The phalanx began to advance again, slower this time, more cautiously. Moros was learning. He was adapting. The lead knight raised its blade, but this time, the air around it shimmered, warping with a protective field of pure logic that defied psychic intrusion.
Konto knew he couldn't just inject another question. Moros would be ready for it. He needed something more. A paradox so profound, so fundamental, it would shatter the very foundation of their existence. He looked at Liraya, then at Anya, and then at the cold, perfect knights. He thought of Elara, of the chaos of his love for her, of the pain of her loss, and of the fierce, messy, imperfect reality of it all. That was his weapon. Not order, not chaos, but the beautiful, contradictory truth of being human.
"Anya," he whispered. "When I say now, you tell me the one thing they are absolutely programmed to do."
"Konto, don't," Liraya pleaded, her hand gripping his arm. "It's a trap."
"It's the only way," he said, his gaze locked on the lead knight. He took a deep breath, gathering every ounce of his will, every scrap of his pain and love and guilt, and forged it into a single, psychic spear. "Anya. Now."
"Protect the innocent!" she cried out, her precognition showing her the core of their prime directive.
It was the perfect opening. As the lead knight raised its shield to fulfill its core function, Konto didn't attack it with a question. He attacked it with the answer. He flooded its mind with the single, most devastatingly chaotic concept it could ever encounter: the memory of Elara's smile. Not an idealized, perfect memory, but the real one—the one with the slightly crooked tooth, the way her eyes crinkled at the corners, the messy, imperfect, beautiful reality of a person he loved.
The psychic impact was silent but absolute. The lead knight froze, its shield held high. The light of its armor flickered wildly, sputtering between sterile white and the warm, golden hue of Konto's memory. A sound emerged from its helm, not static this time, but a single, clear note of pure, unadulterated sorrow.
The paradox was complete. To protect the innocent was its purpose. But the innocent, as defined by this memory, was a messy, emotional, chaotic being. The very thing it was created to eliminate. The conflict was irreconcilable.
The knight's armor began to crack, not from an external force, but from the inside out. Beams of golden light shot through the white seams. The distributed network, designed to reinforce perfection, was now amplifying its own contradiction. The other knights in the phalanx staggered, their own forms flickering as the error cascaded through their shared consciousness.
With a final, silent scream, the lead knight shattered. It didn't explode. It dissolved into a shower of golden and white light, a fleeting nebula of conflicting ideals. The other knights followed suit, one by one, dissolving into nothingness until the alley was once again empty, save for the three of them, panting in the sudden, deafening silence.
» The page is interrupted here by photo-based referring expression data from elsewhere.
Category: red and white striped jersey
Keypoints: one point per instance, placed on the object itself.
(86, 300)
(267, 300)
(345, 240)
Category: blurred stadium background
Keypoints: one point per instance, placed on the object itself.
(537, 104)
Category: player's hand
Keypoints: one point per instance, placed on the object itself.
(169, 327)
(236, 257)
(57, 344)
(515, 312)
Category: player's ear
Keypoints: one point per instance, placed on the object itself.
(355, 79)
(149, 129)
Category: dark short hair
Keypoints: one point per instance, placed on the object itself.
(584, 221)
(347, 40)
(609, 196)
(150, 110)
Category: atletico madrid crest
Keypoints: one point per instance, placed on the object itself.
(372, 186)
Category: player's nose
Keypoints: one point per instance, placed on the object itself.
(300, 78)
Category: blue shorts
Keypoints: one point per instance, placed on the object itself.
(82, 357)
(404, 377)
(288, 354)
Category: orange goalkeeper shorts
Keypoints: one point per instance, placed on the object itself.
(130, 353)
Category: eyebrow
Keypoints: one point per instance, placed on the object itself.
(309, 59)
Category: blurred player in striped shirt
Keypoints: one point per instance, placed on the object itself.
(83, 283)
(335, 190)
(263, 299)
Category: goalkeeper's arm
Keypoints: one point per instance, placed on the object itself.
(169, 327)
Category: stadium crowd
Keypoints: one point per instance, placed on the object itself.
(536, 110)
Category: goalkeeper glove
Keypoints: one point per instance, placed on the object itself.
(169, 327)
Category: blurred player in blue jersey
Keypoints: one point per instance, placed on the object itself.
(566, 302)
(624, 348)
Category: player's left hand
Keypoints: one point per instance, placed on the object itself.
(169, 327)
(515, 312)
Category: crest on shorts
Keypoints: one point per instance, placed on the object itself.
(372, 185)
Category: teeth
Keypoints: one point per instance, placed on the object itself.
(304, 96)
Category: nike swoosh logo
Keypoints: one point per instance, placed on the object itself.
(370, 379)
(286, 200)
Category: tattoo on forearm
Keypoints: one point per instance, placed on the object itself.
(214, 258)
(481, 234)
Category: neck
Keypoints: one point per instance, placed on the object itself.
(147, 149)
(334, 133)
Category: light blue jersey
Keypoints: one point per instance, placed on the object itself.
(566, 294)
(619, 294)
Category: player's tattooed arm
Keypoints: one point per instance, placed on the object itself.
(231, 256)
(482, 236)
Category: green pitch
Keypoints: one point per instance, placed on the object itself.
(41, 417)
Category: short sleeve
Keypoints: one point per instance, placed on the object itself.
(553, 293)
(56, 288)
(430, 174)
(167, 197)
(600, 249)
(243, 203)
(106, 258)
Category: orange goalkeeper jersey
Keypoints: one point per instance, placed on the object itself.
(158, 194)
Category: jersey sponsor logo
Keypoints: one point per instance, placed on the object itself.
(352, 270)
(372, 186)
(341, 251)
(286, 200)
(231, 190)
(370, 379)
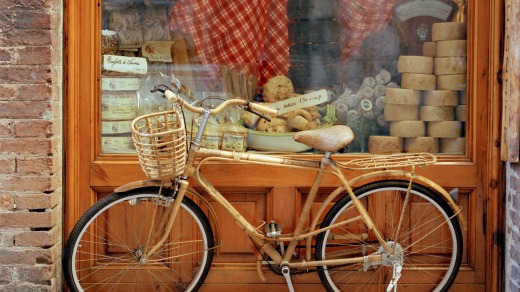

Konto collapsed to his knees, the psychic backlash leaving him trembling and weak. He had done it. He had broken the unbreakable. But as he looked up, he saw Moros standing at the end of the alley, his shadowy form unchanged. The Arch-Mage was not angry. He was smiling.
"A fascinating strategy," Moros said, his voice laced with a new, predatory interest. "You used their own strength against them. You have a true gift for turning systems on their heads." He raised a hand, and the dreamscape began to shift again, the alleyway melting away to reveal a new, more terrifying battlefield. "But now, the games are over. Let us see how you fare when you face the architect himself."